Still it’s important not to overly romanticise these things; Willesden Green Library was not to be confused with the British Library. Sometimes whole shelves of books would be missing, lost, defaced or torn. Sometimes people would come in just to have a conversation while I bit my biros to pieces in frustration. Later I learnt what a monumental and sacred place a library can be.
I spent my adult life in libraries that make a local library look very small indeed; to some people clearly quite small enough to be rid of without much regret. But I know I never would’ve seen a single university carrel if I had not grown up living a hundred yards from the library in Willesden Green.
Local libraries are gateways not only to other libraries but to other lives. Of course I can see that if you went to Eaton or Harrow, like so many of the present cabinet, you might not understand the point of such lowly gateways or be able to conceive why anyone would crawl on their hands and knees for the privilege of entering one. It’s always been and always will be, very difficult to explain to people with money, what it means not to have money. If education matters to you, they ask, and if libraries matter to you, well why wouldn’t you be willing to pay for them if you value them? They’re the kind of people who believe value can only be measured in money. At the extreme end of which logic lays the dangerous idea that people who fail to generate a lot of money for their families cannot possible value their families the way people with money do.
My own family put a very high value on education, on bookishess. Like many people without money we relied on our public services, not as a frippery, not as a pointless addition, not as an excuse for personal stagnation, but as a necessary gateway to better opportunities. We paid our taxes in the hope that they’d be used to establish shared institutions from which all might benefit equally. We understood very well that there are people who have no need of these services, who make their own private arrangements, in health care, and education, and property, and travel, and lifestyle and have a private library in their own private houses.

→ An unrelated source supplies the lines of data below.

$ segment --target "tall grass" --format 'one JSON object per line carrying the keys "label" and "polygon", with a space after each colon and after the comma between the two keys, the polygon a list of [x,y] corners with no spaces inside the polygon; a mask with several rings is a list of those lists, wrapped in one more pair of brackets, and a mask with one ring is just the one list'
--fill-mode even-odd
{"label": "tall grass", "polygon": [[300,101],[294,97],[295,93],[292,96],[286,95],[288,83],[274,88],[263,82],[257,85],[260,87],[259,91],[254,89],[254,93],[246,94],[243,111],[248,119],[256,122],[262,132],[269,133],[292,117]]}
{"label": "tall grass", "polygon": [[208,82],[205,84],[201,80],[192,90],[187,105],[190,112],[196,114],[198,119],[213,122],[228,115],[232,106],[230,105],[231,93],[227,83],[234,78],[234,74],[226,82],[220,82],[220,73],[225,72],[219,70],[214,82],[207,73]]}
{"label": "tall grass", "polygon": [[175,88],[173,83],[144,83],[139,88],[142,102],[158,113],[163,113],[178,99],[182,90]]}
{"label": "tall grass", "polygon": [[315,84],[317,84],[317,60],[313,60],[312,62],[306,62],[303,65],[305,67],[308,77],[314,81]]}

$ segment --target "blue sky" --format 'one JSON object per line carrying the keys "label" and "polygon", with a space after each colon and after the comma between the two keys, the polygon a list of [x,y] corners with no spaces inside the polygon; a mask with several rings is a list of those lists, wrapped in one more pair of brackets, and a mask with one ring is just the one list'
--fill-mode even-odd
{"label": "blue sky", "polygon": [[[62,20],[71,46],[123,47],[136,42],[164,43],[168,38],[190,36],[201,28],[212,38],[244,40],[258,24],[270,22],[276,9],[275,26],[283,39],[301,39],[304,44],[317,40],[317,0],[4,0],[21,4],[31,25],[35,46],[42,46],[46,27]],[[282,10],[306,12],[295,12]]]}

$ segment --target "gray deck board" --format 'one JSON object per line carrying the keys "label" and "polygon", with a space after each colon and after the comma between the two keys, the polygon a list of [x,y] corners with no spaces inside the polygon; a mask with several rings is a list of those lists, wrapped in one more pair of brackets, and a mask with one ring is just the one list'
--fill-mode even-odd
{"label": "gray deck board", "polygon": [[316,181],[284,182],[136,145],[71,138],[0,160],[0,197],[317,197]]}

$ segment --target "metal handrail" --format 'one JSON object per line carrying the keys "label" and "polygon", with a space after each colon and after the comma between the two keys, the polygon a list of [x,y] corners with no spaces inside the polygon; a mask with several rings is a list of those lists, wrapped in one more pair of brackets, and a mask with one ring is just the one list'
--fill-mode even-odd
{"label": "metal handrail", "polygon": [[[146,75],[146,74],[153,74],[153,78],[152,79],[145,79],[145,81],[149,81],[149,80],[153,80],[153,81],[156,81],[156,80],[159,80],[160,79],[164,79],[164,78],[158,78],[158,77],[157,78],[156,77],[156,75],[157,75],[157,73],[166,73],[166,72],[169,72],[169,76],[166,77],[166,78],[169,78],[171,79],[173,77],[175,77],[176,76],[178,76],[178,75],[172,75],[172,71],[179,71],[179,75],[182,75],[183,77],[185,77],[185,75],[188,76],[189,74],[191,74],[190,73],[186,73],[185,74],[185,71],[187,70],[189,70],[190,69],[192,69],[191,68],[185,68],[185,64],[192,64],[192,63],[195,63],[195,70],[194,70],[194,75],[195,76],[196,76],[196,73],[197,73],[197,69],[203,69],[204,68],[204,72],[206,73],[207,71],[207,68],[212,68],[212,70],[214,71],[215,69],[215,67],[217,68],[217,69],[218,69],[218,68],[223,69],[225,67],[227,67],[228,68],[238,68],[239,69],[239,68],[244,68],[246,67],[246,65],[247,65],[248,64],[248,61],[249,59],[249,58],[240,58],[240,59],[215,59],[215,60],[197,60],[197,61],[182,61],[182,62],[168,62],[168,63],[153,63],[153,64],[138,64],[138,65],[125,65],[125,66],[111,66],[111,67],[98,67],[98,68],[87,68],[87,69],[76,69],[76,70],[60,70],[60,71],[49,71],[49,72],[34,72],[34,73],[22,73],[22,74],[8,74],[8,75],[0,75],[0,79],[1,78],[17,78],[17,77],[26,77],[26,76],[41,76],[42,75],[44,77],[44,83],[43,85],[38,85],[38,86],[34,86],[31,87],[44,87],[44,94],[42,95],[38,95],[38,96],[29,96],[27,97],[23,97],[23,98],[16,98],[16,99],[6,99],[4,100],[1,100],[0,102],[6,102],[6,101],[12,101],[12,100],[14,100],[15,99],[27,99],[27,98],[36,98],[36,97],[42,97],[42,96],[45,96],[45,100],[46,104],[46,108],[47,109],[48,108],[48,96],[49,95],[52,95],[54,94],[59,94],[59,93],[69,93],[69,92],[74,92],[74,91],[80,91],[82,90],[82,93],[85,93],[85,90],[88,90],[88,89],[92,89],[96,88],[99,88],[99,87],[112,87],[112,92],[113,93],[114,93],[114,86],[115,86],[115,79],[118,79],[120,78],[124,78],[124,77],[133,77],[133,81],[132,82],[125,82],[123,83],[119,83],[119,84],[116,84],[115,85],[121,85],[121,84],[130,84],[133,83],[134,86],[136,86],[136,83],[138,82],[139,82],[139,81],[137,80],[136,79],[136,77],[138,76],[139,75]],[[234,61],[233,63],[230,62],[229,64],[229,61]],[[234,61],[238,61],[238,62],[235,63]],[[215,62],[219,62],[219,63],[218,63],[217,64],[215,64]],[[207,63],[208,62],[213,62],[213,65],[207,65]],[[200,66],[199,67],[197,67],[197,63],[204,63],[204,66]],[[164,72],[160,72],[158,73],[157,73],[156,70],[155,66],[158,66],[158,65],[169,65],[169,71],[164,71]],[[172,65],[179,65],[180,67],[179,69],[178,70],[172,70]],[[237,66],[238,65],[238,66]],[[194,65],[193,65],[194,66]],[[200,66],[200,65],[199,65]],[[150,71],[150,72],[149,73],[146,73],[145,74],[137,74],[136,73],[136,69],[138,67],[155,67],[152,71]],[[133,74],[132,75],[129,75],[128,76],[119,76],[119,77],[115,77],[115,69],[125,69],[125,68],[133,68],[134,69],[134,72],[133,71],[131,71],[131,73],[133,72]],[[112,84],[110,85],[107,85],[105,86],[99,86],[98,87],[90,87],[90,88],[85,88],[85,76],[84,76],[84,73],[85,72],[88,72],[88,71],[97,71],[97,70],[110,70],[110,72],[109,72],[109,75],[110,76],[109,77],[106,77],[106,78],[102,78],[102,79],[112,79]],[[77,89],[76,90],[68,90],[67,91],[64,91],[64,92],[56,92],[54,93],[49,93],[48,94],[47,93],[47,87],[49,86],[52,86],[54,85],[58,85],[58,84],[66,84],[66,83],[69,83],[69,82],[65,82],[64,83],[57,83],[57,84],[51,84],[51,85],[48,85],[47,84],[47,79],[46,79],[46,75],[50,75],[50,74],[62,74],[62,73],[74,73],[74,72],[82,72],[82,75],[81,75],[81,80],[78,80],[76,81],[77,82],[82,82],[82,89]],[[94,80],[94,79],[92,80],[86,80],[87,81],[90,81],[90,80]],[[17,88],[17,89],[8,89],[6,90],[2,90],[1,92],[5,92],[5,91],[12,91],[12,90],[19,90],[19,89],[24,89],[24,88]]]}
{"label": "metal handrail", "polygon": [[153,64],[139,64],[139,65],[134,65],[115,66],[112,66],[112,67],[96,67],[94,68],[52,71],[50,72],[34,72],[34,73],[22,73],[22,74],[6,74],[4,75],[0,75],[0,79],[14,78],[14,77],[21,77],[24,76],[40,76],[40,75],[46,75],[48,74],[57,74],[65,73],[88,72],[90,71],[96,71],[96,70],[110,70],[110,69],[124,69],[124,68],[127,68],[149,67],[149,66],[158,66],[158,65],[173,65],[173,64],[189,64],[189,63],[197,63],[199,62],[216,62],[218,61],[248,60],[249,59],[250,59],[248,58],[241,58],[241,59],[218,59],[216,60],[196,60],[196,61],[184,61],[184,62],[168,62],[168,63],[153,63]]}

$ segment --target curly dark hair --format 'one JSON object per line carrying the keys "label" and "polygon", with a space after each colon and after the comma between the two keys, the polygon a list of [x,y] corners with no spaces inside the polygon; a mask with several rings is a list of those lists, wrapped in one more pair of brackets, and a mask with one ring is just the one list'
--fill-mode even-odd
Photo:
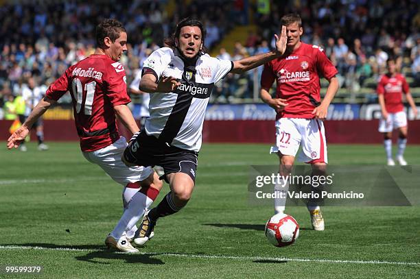
{"label": "curly dark hair", "polygon": [[113,43],[119,38],[121,32],[127,32],[124,25],[114,19],[106,19],[96,27],[96,45],[106,48],[104,39],[108,37]]}
{"label": "curly dark hair", "polygon": [[172,34],[170,38],[165,39],[165,43],[172,49],[176,47],[175,44],[175,38],[179,39],[179,35],[180,34],[180,29],[185,26],[197,26],[201,30],[201,42],[202,43],[202,52],[207,52],[207,49],[205,47],[205,39],[206,38],[207,30],[204,27],[202,23],[197,19],[193,19],[190,18],[185,18],[180,21],[176,27],[175,27],[175,32]]}

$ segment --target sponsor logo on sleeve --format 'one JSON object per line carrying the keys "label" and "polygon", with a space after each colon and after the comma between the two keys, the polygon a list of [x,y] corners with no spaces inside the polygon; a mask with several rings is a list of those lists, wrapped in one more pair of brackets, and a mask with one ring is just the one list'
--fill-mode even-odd
{"label": "sponsor logo on sleeve", "polygon": [[313,49],[319,49],[319,51],[320,52],[323,52],[324,51],[324,49],[323,49],[322,47],[319,47],[318,45],[312,45],[312,48]]}
{"label": "sponsor logo on sleeve", "polygon": [[117,73],[121,73],[124,71],[124,66],[118,62],[113,63],[111,65],[113,65]]}
{"label": "sponsor logo on sleeve", "polygon": [[144,62],[143,66],[154,69],[154,60],[153,59],[148,59],[147,60]]}
{"label": "sponsor logo on sleeve", "polygon": [[209,66],[198,69],[198,73],[202,78],[211,77],[211,69]]}
{"label": "sponsor logo on sleeve", "polygon": [[301,63],[301,66],[304,70],[306,70],[307,69],[308,66],[309,66],[309,64],[307,64],[307,62],[306,62],[306,61],[302,61],[302,62]]}

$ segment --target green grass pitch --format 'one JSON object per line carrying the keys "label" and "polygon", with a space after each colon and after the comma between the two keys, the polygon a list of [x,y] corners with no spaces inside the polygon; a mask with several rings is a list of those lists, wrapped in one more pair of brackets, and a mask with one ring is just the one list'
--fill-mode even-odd
{"label": "green grass pitch", "polygon": [[[324,232],[310,229],[305,208],[290,207],[299,239],[287,247],[270,245],[264,226],[273,210],[247,199],[248,166],[277,164],[267,145],[205,145],[186,208],[159,220],[140,254],[110,252],[104,240],[121,216],[121,187],[84,160],[77,143],[49,143],[42,152],[34,143],[25,153],[0,149],[3,271],[40,265],[41,274],[30,276],[51,278],[420,276],[417,206],[325,207]],[[380,145],[329,145],[328,151],[334,165],[385,162]],[[420,165],[420,147],[409,145],[406,159]],[[0,273],[8,276],[22,277]]]}

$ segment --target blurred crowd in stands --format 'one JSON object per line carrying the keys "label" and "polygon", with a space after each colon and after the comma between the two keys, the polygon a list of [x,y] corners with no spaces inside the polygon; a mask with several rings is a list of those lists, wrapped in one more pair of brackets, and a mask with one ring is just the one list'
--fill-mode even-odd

Nowadays, I also have a private library in my own private house and a library in the university in which I teach. But once you’ve benefited from the use of shared institutions, you know that to abandon them when they’re no longer a personal necessity is like Wiley Coyote laying down a rope bridge between two precipices, only to blow it up once he’s reached the other side so that no one might follow.
But no matter how many individuals opt out of it, community exists in Britain. And the commons of British life will always be the greater force practically and morally. Community is a partnership between government and the people and it’s depressing to hear the language of community, the so called ‘Big Society’, being used to disguise the low motives of one side of that partnership as it attempts renege on the deal. What could be better than handing people back the power so that they might build their own schools, their own libraries? Better to leave people to the already onerous tasks of building their lives and paying their taxes. Leave the building of infrastructure to government and the protection of public services to government, that being government’s mandate and the only possible justification for its power. That the grotesque losses of the private sector are to be nationalised, cut from our schools and libraries, our social services and our health care, in short from our national heritage, represents a policy so shameful I doubt this government will ever live it down.
Perhaps it’s because they know what the history books will make of them, that our politicians are so cavalier with our libraries. From their point of view, the fewer places you can find a history book these days, the better.”